Ask HN: Who uses open LLMs and coding assistants locally? Share setup and laptop
139 comments
·October 31, 2025egberts1
Ollama, 16-CPU Xenon E6320 (old), 1.9Ghz, 120GB DDRAM4, 240TB RAID5 SSDs, on Dell Precision T710 ("The Beast"). NO GPU. 20b (n oooooot f aah st at all). Pure CPU bound. Tweaked for 256KB chunking into RAG.
Ingested election laws of 50 states, territories and Federal.
Goal. Mapping out each feature of the election and deal with (in)consistent terminologies sprouted by different university-trained public administration. This is the crux of hallunications: getting a diagram of ballot handling and their terminologies.
Then maybe tackle the multitude ways of election irregularities, or at least point out integrity gaps at various locales.
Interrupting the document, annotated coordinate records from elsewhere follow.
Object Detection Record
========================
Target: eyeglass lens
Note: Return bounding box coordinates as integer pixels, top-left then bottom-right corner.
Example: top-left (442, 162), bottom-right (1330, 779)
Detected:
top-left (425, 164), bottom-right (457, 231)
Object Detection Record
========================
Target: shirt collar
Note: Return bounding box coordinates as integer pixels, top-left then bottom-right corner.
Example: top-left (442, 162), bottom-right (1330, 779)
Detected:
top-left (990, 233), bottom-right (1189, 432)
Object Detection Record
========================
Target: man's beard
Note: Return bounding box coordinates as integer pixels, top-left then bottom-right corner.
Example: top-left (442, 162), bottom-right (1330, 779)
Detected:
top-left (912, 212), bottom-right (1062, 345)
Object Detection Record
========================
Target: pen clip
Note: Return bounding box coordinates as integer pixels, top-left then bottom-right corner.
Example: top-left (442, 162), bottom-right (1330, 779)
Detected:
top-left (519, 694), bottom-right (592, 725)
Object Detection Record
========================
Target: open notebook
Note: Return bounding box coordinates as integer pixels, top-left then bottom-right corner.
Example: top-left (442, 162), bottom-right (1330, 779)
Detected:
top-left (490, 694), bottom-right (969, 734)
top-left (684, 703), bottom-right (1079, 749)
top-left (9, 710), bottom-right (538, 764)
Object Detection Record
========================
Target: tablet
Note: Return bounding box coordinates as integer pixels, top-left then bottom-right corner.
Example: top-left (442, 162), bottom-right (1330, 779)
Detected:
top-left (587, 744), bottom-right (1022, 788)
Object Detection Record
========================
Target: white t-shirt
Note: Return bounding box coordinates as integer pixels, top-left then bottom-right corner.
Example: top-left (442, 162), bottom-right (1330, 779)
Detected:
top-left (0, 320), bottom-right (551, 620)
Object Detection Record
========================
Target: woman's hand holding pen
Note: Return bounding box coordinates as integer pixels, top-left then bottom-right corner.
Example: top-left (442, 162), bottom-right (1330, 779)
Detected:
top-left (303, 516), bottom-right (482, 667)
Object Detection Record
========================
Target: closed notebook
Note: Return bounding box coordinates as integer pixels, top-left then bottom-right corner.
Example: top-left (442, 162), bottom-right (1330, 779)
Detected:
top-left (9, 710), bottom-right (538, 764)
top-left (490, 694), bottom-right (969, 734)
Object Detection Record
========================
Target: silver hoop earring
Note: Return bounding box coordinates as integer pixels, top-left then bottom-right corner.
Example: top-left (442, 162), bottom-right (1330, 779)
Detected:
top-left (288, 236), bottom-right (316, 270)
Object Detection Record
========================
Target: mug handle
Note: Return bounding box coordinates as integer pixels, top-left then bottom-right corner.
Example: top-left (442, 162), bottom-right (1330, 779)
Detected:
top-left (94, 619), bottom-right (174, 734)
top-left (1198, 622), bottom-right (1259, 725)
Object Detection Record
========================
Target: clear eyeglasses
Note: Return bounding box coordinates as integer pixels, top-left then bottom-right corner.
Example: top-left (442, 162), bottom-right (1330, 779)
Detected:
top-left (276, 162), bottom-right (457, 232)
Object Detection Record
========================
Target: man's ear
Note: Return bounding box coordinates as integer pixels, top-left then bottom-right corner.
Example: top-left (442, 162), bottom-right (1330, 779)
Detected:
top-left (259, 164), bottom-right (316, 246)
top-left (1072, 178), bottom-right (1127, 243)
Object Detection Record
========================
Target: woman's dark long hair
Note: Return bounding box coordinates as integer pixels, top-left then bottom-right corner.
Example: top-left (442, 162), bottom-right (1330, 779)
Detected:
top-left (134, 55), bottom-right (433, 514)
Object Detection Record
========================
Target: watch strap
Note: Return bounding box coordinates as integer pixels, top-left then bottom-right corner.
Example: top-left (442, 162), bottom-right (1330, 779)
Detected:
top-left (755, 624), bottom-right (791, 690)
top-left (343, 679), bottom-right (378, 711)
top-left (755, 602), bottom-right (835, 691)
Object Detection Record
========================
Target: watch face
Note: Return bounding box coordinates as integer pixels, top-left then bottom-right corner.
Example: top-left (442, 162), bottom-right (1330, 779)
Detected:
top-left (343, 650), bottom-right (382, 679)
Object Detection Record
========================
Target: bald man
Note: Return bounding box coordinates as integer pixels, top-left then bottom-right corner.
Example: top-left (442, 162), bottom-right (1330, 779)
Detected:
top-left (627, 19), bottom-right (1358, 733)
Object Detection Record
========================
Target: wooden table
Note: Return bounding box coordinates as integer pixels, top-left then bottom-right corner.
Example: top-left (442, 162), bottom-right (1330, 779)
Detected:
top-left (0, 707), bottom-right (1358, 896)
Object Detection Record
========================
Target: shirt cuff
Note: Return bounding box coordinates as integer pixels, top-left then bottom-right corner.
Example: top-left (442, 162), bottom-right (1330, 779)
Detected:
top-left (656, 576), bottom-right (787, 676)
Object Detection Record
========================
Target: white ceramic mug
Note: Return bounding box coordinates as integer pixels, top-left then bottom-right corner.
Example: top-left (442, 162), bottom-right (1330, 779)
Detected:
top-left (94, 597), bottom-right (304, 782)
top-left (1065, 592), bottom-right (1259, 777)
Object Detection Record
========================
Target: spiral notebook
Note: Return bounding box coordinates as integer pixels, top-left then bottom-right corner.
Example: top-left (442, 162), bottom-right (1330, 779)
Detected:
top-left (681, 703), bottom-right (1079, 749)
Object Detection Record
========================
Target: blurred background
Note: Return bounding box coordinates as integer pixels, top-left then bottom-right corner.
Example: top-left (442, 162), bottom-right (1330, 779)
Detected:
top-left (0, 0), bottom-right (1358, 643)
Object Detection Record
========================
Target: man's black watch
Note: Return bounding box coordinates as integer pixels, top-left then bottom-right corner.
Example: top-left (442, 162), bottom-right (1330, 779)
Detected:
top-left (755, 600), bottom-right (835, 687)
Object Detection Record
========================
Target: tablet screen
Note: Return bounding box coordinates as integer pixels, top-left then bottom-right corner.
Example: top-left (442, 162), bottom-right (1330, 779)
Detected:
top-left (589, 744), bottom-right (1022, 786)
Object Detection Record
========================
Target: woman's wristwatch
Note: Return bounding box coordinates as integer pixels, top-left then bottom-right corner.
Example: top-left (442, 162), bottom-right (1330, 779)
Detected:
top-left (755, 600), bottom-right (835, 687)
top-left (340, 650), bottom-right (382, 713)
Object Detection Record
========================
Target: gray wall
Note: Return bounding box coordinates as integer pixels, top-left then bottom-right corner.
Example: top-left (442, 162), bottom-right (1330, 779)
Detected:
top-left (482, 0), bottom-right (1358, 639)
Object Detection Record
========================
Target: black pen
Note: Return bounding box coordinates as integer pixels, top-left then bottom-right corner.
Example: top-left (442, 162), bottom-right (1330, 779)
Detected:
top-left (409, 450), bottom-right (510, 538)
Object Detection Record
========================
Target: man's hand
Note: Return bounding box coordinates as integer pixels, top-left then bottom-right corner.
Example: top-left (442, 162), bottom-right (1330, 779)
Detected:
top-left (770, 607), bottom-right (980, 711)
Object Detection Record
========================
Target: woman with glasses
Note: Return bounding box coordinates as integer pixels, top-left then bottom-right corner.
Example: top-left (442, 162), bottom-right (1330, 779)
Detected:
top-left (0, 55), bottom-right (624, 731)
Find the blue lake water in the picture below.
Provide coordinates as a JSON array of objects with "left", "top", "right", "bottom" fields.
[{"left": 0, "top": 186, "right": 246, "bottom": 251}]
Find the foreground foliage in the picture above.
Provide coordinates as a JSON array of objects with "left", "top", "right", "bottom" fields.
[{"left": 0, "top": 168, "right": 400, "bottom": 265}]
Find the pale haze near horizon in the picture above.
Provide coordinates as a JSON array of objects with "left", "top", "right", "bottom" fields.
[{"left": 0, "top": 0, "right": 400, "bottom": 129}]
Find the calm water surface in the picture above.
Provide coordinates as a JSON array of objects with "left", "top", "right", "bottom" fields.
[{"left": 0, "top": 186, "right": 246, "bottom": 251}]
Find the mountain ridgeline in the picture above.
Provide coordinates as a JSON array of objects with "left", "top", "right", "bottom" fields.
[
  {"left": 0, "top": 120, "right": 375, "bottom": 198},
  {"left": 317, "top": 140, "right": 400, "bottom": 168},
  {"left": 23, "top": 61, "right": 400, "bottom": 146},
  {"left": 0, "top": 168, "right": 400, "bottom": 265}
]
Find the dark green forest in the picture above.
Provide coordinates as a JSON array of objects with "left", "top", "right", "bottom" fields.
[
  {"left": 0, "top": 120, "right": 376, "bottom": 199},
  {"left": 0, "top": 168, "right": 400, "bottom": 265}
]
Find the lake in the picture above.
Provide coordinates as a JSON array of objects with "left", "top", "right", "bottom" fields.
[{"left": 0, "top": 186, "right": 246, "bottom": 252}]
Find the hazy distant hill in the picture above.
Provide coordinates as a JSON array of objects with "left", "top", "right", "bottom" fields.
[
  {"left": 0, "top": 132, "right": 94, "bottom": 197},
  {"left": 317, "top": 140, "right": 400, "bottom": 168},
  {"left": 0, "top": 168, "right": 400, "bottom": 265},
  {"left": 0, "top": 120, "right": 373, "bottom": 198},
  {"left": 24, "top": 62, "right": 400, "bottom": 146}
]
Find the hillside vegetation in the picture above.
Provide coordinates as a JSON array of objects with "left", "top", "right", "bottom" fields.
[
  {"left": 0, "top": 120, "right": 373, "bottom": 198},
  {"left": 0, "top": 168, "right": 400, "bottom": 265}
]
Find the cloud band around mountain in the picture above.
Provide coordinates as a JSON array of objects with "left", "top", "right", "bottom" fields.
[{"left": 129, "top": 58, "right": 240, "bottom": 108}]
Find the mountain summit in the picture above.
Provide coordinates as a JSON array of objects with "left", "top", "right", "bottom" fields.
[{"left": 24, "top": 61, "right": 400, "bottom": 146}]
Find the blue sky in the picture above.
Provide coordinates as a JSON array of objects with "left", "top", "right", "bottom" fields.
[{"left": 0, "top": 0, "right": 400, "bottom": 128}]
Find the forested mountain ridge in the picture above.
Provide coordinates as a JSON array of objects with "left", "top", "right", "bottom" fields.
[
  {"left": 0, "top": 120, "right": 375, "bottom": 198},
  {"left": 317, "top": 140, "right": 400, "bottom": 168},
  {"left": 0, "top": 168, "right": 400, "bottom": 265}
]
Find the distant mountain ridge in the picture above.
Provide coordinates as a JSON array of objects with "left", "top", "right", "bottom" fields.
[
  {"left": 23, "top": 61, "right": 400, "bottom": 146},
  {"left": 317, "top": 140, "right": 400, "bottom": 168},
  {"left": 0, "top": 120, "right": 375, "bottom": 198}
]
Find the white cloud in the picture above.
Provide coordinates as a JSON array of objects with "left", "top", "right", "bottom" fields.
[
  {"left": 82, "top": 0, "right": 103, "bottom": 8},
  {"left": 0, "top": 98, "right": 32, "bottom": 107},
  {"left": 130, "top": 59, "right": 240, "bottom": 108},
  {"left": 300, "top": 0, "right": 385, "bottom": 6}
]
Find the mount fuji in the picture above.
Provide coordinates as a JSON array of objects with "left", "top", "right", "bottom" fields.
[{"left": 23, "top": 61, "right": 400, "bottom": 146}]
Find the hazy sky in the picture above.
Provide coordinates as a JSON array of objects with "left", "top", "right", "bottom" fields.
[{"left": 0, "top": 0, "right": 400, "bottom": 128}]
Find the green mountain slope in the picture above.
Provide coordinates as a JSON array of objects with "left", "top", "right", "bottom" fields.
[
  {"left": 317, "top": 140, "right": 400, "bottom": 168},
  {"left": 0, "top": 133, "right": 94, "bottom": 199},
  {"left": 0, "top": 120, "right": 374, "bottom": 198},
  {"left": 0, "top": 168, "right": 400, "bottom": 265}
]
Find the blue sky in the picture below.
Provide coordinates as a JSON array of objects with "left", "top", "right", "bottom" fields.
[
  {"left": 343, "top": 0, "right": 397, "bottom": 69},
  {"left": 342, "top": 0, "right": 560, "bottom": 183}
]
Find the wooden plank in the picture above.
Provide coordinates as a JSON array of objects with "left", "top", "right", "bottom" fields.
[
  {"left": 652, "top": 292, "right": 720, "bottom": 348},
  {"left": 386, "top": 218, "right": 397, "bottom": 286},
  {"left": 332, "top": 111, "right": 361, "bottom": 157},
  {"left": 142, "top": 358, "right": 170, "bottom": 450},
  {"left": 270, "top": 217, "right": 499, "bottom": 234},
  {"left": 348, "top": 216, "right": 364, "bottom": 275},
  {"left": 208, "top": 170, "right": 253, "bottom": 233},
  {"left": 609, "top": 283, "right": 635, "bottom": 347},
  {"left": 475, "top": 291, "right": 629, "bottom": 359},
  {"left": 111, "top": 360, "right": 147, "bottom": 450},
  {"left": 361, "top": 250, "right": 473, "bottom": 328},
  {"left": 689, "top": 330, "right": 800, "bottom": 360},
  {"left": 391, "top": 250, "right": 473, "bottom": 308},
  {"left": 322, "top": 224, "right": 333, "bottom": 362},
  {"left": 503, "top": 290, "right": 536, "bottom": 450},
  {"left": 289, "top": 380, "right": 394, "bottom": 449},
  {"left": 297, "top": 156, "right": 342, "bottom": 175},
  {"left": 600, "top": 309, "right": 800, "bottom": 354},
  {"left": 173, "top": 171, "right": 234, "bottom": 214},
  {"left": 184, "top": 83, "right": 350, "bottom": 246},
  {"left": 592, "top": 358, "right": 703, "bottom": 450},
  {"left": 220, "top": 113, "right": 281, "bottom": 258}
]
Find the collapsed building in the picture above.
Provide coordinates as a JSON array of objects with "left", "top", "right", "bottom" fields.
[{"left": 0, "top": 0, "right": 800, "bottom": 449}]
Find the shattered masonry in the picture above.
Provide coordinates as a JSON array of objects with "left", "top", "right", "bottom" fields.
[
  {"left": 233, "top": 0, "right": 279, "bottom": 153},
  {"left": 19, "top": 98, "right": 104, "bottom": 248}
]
https://figshare.com/articles/presentation/Election_Frauds_v...
banku_brougham
bravo, this is a great use of talent for society
gcr
For new folks, you can get a local code agent running on your Mac like this:
1. $ npm install -g @openai/codex
2. $ brew install ollama; ollama serve
3. $ ollama pull gpt-oss:20b
4. $ codex --oss -m gpt-oss:20b
This runs locally without Internet. Idk if there’s telemetry for codex, but you should be able to turn that off if so.
You need an M1 Mac or better with at least 24GB of GPU memory. The model is pretty big, about 16GB of disk space in ~/.ollama
Be careful - the 120b model is 1.5× better than this 20b variant, but takes 5× higher requirements.
nickthegreek
have you been able to build or reiterate anything of value using just 20b to vibe code?
lreeves
I sometimes still code with a local LLM but can't imagine doing it on a laptop. I have a server that has GPUs and runs llama.cpp behind llama-swap (letting me switch between models quickly). The best local coding setup I've been able to do so far is using Aider with gpt-oss-120b.
I guess you could get a Ryzen AI Max+ with 128GB RAM to try and do that locally but non-nVidia hardware is incredibly slow for coding usage since the prompts become very large and take exponentially longer but gpt-oss is a sparse model so maybe it won't be that bad.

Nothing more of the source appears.